Y2K is unique among potential disasters. It may be all hype and no substance, in which case every voice that cried alarm will be responsible for what fear inflicts on the fragile social compact made all the more vulnerable by our dependency on computers.

But not to address even the chance that temporary system failures could cast us into darkness when all our chips and gadgets crash would be irresponsible as well. The media especially bears an enormous responsibility to provide reliable information on Y2K issues and not to dramatize or commercialize people’s anxieties.

As we enter 1999, Y2K is amazingly still a breaking story. Any informal survey suggests that things are probably not as bad as people fear but not as good as we’d like to believe. Government agencies and corporations say they will be prepared, but evidence is that they got a late start and that the chip replacement process is taking longer and costing more than anyone anticipated.

If there are short-term but widespread disruptions of basic services, they will likely occur as the coming calendar and fiscal years kick in. We should know in a few months if we are looking at some devilish poetic justice for our high-tech excesses or if we can expect business as usual into the next millennium.

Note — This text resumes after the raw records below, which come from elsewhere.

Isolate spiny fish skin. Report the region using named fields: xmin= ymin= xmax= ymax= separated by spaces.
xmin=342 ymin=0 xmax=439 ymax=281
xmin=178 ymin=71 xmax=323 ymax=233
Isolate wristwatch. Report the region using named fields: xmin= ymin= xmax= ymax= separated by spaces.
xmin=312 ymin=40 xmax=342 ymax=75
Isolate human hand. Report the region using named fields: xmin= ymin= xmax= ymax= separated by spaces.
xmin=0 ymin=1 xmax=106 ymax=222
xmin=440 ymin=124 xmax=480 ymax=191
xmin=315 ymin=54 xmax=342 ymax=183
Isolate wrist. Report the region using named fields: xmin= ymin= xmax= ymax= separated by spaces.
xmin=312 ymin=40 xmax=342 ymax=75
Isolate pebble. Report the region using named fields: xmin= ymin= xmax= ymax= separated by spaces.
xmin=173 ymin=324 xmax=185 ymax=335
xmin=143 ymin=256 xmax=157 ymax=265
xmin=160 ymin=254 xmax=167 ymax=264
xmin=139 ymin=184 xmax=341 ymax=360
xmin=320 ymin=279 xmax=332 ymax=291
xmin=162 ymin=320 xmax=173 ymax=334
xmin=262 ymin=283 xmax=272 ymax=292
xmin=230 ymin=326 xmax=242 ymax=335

A faith perspective invites us to another possibility -- that just being prudent in preparing for the worst might lead us to some deeper insights about the proper role of our local churches.

In the event of any real crisis, will churches even be recognized as natural gathering places, centers for help and leadership? Will churches be the places where people turn to instinctively to find security, food, shelter and some sense of solidarity? Providing such support would be daunting but not impossible for an alert parish team.

But even aside from the logistics of crisis management, what if Christian churches were at least prepared in terms of the gospel story of the loaves and fishes? What if churches and faith groups collaborated to send the message that if people share with everyone what they have set aside for themselves, this will be miracle enough to insure that everyone is OK?

Imagine such a parish-wide theme offered in homilies and other catechetical programs, then activated in time of need: “Don’t be afraid, there is enough for everyone.” All by itself this message could be a powerful balm for people likely to be increasingly apprehensive as the fateful date approaches.

Churches that already have small Christian communities now operating within the parish have a head start toward tightening up the whole network of relationships within neighborhoods and across cities.

If disruption is protracted and citywide, imagine the opportunity if all churches, mosques and synagogues agree to head off any “enclave” mentality or conflict between the different areas of town. The poorest neighborhoods are likely to be hardest hit, and communities open to sharing will benefit from inner-city skills in facing adversity. Many churches have already lived through the “end of the world” on a regular basis.

Imagine what middle-class churchgoers might learn about urban survival from those homeless people who are regulars at the parish soup kitchen. Those who have experienced major system failures before know how to live without basic amenities.

What hope and wonder lies hidden in the thought that Y2K may someday be remembered not as a disaster but as the moment we became the communities of faith and love we have always professed to be.